Inspector James Kehoe, a top NYPD counterterrorism coordinator, described many of the special procedures that the NYPD has put in place–many that are visible, but others that are not–to maintain its constant vigil and information-gathering capabilities regarding threat levels and monitoring of terrorist groups and cells not only in New York City, but through its detectives stationed in many strategic locations around the world.
The final speaker was Minda L. Arrow, an intelligence-research specialist with the NYPD, who gave a thorough analysis of the worldwide terror situation and described many of the patterns and themes gathered from so many of the tragic events and killings that assist the police department counterterrorism and intelligence efforts to prevent future attacks and keep New York City the safest large city in the U.S.
As Rabbi Gertzulin commented, “while it is vital for our community to express our hakaras ha’tov to the NYPD for their round-the-clock efforts to protect each and every one of us, it was equally important for such a high-level delegation to brief our leadership on the various steps they continuously take to monitor activities of would-be terrorists and prevent such criminal acts in New York City.” He also expressed the organization’s appreciation to Rabbi Abe Friedman, the director of intergovernmental affairs for the Brooklyn borough president, for his efforts in facilitating the meeting between Agudath Israel’s leadership and the NYPD.

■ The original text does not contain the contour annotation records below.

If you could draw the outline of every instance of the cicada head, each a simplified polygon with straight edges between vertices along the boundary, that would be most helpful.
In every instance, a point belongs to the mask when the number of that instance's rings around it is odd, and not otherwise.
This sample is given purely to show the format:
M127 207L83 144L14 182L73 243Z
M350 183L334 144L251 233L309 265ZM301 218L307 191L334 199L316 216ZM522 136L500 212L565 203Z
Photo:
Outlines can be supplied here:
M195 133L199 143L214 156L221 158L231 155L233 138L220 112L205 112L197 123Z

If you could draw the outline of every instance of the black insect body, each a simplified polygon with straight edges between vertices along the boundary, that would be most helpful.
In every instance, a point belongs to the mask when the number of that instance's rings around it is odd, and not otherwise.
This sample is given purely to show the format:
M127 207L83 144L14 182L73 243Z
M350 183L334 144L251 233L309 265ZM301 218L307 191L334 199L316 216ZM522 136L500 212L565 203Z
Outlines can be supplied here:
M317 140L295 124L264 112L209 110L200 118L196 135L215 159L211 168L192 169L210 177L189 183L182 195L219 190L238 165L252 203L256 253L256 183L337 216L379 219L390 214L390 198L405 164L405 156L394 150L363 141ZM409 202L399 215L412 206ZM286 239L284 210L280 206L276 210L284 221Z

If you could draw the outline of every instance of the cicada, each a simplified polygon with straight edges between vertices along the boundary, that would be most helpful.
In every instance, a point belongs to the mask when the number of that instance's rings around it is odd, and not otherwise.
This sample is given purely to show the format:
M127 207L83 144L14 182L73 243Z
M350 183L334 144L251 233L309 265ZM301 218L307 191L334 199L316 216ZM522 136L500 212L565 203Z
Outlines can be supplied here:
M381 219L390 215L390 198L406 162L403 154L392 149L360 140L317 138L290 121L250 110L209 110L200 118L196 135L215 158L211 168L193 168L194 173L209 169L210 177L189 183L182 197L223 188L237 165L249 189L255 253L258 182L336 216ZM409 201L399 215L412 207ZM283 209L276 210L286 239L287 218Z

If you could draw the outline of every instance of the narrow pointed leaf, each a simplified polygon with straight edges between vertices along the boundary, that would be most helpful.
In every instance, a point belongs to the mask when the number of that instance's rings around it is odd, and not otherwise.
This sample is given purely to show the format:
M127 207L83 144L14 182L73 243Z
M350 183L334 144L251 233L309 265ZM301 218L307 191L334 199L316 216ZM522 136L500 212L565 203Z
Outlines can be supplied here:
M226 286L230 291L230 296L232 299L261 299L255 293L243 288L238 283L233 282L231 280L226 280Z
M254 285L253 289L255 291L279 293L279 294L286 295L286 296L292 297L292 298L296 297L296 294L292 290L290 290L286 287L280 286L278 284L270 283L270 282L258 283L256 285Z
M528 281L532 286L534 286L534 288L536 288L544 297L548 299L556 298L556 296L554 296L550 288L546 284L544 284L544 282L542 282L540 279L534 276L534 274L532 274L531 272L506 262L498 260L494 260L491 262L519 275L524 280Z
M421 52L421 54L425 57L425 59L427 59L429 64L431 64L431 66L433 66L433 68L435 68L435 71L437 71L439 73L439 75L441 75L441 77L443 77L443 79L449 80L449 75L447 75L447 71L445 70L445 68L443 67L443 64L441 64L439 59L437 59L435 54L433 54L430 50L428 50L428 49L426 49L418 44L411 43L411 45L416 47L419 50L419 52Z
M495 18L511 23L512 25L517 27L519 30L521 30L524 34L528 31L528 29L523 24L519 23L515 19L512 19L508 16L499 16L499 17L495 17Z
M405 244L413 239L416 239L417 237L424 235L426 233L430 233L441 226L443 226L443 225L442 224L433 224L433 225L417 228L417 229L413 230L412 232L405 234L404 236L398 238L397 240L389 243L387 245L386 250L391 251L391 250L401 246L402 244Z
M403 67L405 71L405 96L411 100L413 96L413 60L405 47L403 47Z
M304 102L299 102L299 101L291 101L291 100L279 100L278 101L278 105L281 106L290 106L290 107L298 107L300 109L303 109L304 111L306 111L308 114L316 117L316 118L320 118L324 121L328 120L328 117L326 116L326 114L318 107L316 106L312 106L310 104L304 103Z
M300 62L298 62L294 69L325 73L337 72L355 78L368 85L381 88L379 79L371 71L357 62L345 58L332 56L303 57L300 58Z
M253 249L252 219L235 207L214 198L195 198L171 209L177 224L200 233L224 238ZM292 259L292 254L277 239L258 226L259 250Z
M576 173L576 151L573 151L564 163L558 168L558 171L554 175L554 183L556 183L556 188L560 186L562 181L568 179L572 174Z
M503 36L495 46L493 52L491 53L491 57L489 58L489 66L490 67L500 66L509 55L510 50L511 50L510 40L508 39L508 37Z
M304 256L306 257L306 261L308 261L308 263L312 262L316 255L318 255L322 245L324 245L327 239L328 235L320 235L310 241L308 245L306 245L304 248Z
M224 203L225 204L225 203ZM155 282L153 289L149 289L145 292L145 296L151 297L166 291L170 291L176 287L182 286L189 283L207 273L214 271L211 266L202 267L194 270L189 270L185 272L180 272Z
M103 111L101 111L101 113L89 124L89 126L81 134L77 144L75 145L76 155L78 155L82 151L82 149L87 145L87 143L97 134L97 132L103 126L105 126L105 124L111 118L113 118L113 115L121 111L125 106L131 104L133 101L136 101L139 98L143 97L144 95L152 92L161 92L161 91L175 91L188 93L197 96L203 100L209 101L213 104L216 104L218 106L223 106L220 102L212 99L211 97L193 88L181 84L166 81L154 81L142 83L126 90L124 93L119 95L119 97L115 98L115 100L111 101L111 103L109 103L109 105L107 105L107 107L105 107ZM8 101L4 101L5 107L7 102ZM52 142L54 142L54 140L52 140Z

As a meeting participant summed it up, “Agudath Israel is working with its partners in government agencies such as the NYPD to make sure that the needs of our schools and mosdos are front and center in their efforts. On a federal level, Rabbi Abba Cohen, Agudath Israel’s vice-president for federal affairs and Washington director, together with regional directors around the country, continues to advocate for additional funds to this end, including increasing the Nonprofit Security Grant Program. Agudath Israel also provides assistance for yeshivos and mosdos to identify practical steps they can take to help secure their facilities.”
Agudath Israel will continue to keep the community informed about the progress and status of these and other security initiatives.